I read Koontz, Patterson, Evanovich, and Rowling.
I like commercial fiction because after dealing with problems all day at work, enjoying precious little time with my spouse, and the complete overload of information and things that need to be done, I want some entertainment that will end well. The key word here is: entertainment.
I find “intelligent” and “literary” books to be almost uniformly tragic at the end. No thanks.
I know life is pain, but I want to escape into some little adventures where the hero wins, the bad guy loses, and my time-crunched brain doesn’t have to spend hours wallowing in misery.

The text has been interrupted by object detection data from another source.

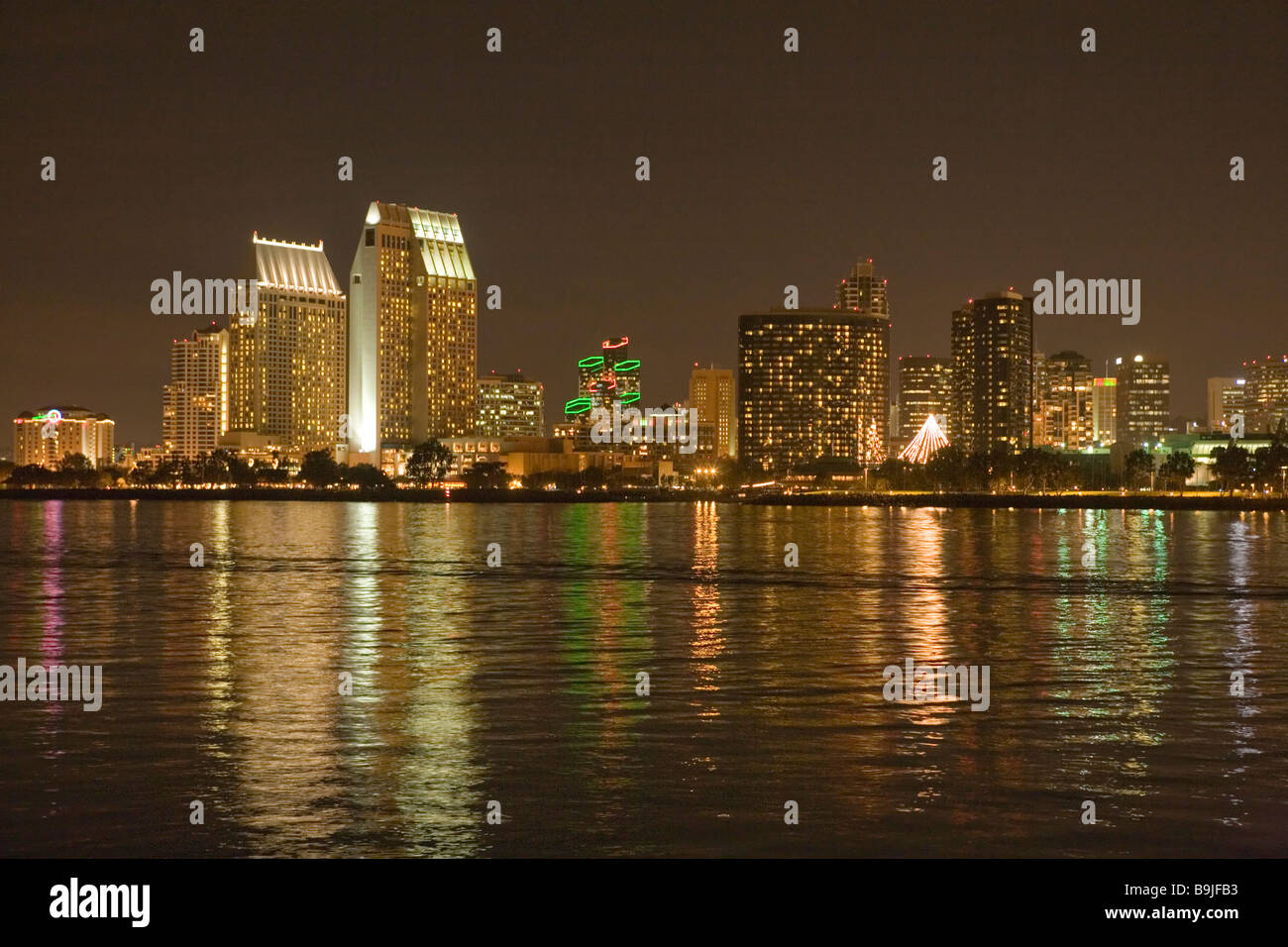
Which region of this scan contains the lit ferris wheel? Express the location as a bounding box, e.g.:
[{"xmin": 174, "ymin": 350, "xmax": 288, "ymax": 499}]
[{"xmin": 899, "ymin": 415, "xmax": 948, "ymax": 464}]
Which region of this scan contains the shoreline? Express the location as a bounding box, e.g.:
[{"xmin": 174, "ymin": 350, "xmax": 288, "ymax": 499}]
[{"xmin": 0, "ymin": 487, "xmax": 1288, "ymax": 511}]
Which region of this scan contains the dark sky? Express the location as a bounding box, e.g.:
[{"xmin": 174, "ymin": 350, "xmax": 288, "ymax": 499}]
[{"xmin": 0, "ymin": 0, "xmax": 1288, "ymax": 453}]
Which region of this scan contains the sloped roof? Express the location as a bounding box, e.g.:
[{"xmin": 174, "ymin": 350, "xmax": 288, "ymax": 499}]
[{"xmin": 254, "ymin": 235, "xmax": 343, "ymax": 296}]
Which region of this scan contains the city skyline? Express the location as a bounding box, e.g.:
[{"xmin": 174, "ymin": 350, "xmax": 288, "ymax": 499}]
[{"xmin": 0, "ymin": 4, "xmax": 1288, "ymax": 443}]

However, I will say that even I have limits. Just the thought of a Sparks novel makes my eye twitch. Pass.
Go ahead. Rake me over the coals. But you did ask.
keep it real, iight
I read the following in The Economist a while back:
“A lot of the people who read a bestselling novel, for example, do not read much other fiction. By contrast, the audience for an obscure novel is largely composed of people who read a lot. That means the least popular books are judged by people who have the highest standards, while the most popular are judged by people who literally do not know any better.”
Makes sense to me.
I read that too. It’s a very lucid and eloquent summation of the motherfucking truth.